Pourquoi Macron se rend-il à Beyrouth ?
Le président français Emmanuel Macron a été le Premier chef d'Etat étranger à se rendre au Liban après la double explosion qui a dévasté Beyrouth. Face à des citoyens en colère contre leur gouvernement, il a soutenu l'idée d'un programme d'aide international en vue de la reconstruction d'un pays en grande difficulté, en soulignant que l'aide devait profiter directement aux personnes. Les éditorialistes ont des évaluations différentes de l'opportunité de son geste.
Un homme lucide
Macron ne se fie pas à la classe dirigeante libanaise, corrompue et démissionnaire, se félicite le quotidien libanais L'Orient-Le Jour :
«Alors accident ou attentat, bombe ou missile, Israël ou le hasard, peu nous chaut ! Voilà à peu près le message que les survivants sinistrés de Beyrouth ont tenté de faire parvenir à Emmanuel Macron et à la communauté internationale. L'Etat libanais, le vrai, n'est pas, ne peut pas être ce monstre qui est en place aujourd'hui. Ignorez-le, contournez-le, faites comme s'il n'existait pas. Et d'abord qu'on ne le laisse surtout pas mener seul l'enquête sur les explosions du 4 août, et que l'aide internationale ne soit pas accordée par son biais. Sur ces derniers points comme sur d'autres, Emmanuel Macron a montré hier soir qu'il avait franchi un pas décisif.»
Un signal fort venant de l'Europe
Der Spiegel salue la prestation courageuse de Macron :
«Un président qui se pose en figure forte dans une ancienne colonie fait toujours bonne impression dans la métropole, et Macron ne l'ignore pas. Mais en se rendant si prestement au Liban pour témoigner son soutien à la population, contre des élites honnies, est avant tout un signal fort venant d'Europe.
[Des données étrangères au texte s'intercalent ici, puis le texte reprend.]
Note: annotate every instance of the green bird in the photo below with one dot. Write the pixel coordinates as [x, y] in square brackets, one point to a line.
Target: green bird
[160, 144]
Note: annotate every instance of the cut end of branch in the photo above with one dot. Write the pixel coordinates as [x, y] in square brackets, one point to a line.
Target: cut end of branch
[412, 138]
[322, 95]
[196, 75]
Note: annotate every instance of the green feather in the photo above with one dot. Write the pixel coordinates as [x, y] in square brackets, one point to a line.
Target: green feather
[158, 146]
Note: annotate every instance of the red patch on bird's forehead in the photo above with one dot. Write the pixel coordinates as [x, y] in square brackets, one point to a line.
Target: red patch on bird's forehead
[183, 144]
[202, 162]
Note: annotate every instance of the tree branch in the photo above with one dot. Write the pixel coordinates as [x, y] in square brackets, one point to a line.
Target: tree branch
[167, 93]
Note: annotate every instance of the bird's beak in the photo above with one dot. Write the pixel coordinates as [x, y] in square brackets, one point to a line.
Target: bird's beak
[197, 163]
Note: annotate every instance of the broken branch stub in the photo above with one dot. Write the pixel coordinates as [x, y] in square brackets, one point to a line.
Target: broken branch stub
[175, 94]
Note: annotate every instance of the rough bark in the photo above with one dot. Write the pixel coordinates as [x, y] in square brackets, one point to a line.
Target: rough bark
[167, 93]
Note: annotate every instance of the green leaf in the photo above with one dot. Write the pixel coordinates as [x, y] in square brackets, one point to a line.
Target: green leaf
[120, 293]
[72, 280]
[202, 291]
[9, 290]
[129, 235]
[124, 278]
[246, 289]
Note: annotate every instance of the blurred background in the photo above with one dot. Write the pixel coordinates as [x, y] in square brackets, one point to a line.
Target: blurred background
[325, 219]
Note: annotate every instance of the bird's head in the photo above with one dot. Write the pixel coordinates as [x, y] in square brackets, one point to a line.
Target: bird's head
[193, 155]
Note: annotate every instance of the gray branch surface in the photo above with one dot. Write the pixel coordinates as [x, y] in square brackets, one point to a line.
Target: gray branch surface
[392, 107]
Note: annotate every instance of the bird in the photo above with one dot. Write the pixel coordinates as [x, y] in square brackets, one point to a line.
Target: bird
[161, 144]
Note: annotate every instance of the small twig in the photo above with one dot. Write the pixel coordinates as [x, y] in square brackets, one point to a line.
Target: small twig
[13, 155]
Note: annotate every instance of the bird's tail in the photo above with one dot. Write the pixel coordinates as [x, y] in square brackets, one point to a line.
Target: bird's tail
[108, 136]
La France est le seul pays de l'UE qui ait une véritable ambition géopolitique et qui la montre à diverses occasions - y compris parfois à mauvais escient, comme le montrent les récentes initiatives menées en cavalier seul en Libye. Il n'en reste pas moins que Macron poursuit une politique extérieure volontaire et qu'il n'hésite pas à assumer un leadership en tant qu'Européen. L'Allemagne pourrait en prendre de la graine.»
Motivé par des considérations stratégiques
La France se tisse un réseau géopolitique pour repousser les velléités hégémoniques de la Turquie en Méditerranée, croit savoir La Repubblica :
«La mission de l'Elysée au Liban coïncide avec l'annonce d'un accord maritime, énergétique et économique entre la Grèce et l'Egypte. Une réponse claire à l'accord sur les frontières maritimes signé l'an dernier entre la Turquie et le gouvernement libyen de Tripoli. Une concomitance qui ne doit probablement rien au hasard : on subodore que la France tire les ficelles en coulisse. Humiliée par la Turquie en Libye, elle est déterminée à répondre à Ankara dans ce Liban qui fut jadis la cour des sultans au Moyen-Orient. On assiste à un 'grand concert' en Méditerranée, avec Paris comme chef d'orchestre.»
Interventionnisme et opération de comm, non merci !
De Morgen se montre consterné par une visite de Macron qu'il juge opportuniste :
«Le président Macron se pavane en héros dans les rues de Beyrouth. La population libanaise cherche auprès de lui la consolation que ses propres dirigeants ne lui apportent pas. Le tableau est assez insolite : une population libanaise portant aux nues le dirigeant de ce pays même dont elle s'était jadis émancipé. ... Une fois les décombres balayés, on verra si la colère du peuple entraînera un changement, ou si le chaos et la destruction redoubleront. Espérons que la Belgique saura réagir de manière plus rapide et plus persuasive. Et qu'elle renoncera à une opération de communication ou à l'interventionnisme comme le fait la France.»